Search code examples
regexregex-lookarounds

Negative lookahead vs Positive lookahead syntax


Given the following text:

My name is foo.

My name is bar.

With the goal being to return each line which contains or does not contain a particular substring, both of the following positive and negative regex patterns can be used to return the same result:

Postive lookahead: ^(?=.*bar).*$ returns My name is bar.

Negative lookahead: ^((?!foo).)*$ returns My name is bar.

However, why does the negative lookahead need to be nested within multiple sets of parentheses with the qualifier . and the quantifier * separated by the parentheses whereas in the positive lookahead, they can be adjacent .*?


Solution

  • The negative lookahead need to be nested within multiple sets of parentheses with the qualifier . and the quantifier * is called a tempered greedy token. You do not have to use it in this scenario.

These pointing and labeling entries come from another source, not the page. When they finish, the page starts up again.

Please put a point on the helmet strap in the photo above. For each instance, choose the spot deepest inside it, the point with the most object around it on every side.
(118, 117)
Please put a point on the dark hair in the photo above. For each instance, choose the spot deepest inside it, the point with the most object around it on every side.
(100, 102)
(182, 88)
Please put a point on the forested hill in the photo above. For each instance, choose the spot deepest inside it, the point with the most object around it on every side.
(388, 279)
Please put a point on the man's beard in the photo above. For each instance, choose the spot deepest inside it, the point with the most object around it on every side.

    You can use a normal lookahead anchored at the start instead of the tempered greedy token:

    ^(?!.*foo).*$
    

    See the regex demo

    Here,

    • ^ - matches the location at the start of the string
    • (?!.*foo) - a negative lookahead failing the match if there is foo somewhere on the line (or string if DOTALL mode is on)
    • .*$ - any 0+ characters (but a newline if DOTALL mode is off) up to the end of string/line.

    What to use?

    Tempered greedy token is usually much less efficient. Use the lookahead anchored at the start when you just need to check if a string contains something or not. However, the tempered greedy token might be required in some cases. See When to Use this Technique.